L'âme d'un mort, continuant de se maintenir terrestrement parce
qu'elle ne peut trouver la paix ou qu'elle a une mission
particulière à accomplir, revient parmi les vivants. Le
motif du fantôme a été longuement utilisé
par King dans Sac
d'os (
VAMPIRES AU
PASSÉ). Mais
d'autres fantômes apparaissent chez King, de façon
beaucoup plus brève.
.. du site ..
Il convient d'abord de faire un sort
aux faux fantômes, qui ne sont qu'apparences vite
évacuées. Avec comme seul objectif narratif la
création artificielle de la terreur, est suggéré
dans Jessie
7 un faux fantôme. Jessie, menottée sur son
lit, voit la nuit quelque chose dans sa chambre, un homme incertain,
ou une hallucination, qu'elle prend un moment pour le fantôme
de son père, qui a jadis abusé d'elle sexuellement. La
voix de la raison lui rappelle que son père,
décédé depuis douze ans, ne peut être
revenu d'entre les morts : "Ce
n'est pas un film d'horreur, ni un épisode de la
Quatrième Dimension, Jessie, c'est la
réalité." (159)
Mais la voix de la peur sort de la prison de la logique, et s'impose,
avec sa version surnaturelle : "C'est possible que ce soit ton papa, (...) n'en doute pas. Dans la journée, les gens sont
presque toujours à l'abri des fantômes, des goules et
des morts vivants, (...)
mais quand on est toute seule
dans le noir, tout peut arriver." (159) Ce n'est cependant pas son père, mais un
être aux "yeux
cernés de rouge, hideusement fiévreux, aux
paupières sillonnées de rides [au] fond de
leurs orbites creuses."
Fausse alerte, et fausse piste pour le lecteur : encore que, devant
le sens nouveau à donner à cette apparition de celui
qui se révélera plus tard être un psychopathe,
l'esprit de Jessie renâcle, dans l'horreur pure :
"Vu l'expression de
démence maléfique qu'elle lut sur le visage de son
visiteur, elle aurait bien préféré que ce
fût lui [son
père], même
après douze ans passés dans le
cercueil." (160)
Le
Fléau.
Dans Le Fléau 8 , Tom Cullen
est le demeuré, le simple, l'agneau biblique, que le
maléfique Flagg ne peut atteindre à cause de son
innocence. De retour à Boulder avec Stu, gravement malade, il
ne sait comment faire face à la situation. Leur ami mort Nick,
le sourd muet, lui était déjà apparu très
brièvement dans un rêve (1040). Tom le retrouve à
nouveau, marchant à côté de lui dans la rue. Le
revenant parle, d'une "voix
grave et chantante, une belle voix." (1133) Il est vêtu comme naguère. Il est
insensible au froid glacial et baisse son jeans pour montrer à
Tom la blessure qu'il s'était faite et qui s'est
infectée : il veut expliquer l'importance des antibiotiques
à Tom réfractaire à toute explication.
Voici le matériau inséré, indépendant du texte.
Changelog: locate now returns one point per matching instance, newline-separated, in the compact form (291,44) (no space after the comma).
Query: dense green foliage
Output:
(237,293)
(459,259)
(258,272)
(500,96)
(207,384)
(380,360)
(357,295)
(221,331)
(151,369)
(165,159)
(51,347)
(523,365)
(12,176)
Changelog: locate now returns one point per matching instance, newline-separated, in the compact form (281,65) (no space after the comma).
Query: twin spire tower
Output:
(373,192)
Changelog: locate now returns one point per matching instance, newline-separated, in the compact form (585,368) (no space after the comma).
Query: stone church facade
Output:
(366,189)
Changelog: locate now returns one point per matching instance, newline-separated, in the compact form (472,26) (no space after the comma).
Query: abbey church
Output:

Quand il
touche Nick, sa main est comme "de la fumée". Nick le malmène un peu pour lui faire
comprendre la gravité de la situation : "Nick se pencha en avant. Son bras se
précipitait sur lui. Il ne sentit pas le coup - à
nouveau Nick était comme de la fumée qui passait
à côté de lui, peut-être même
à travers lui. Mais Tom sentit sa tête basculer en
arrière quand même. Et quelque chose dans sa tête
parut se briser." (1134) Ils
entrent dans une pharmacie et instantanément Nick se retrouve
derrière le comptoir portant la blouse blanche traditionnelle.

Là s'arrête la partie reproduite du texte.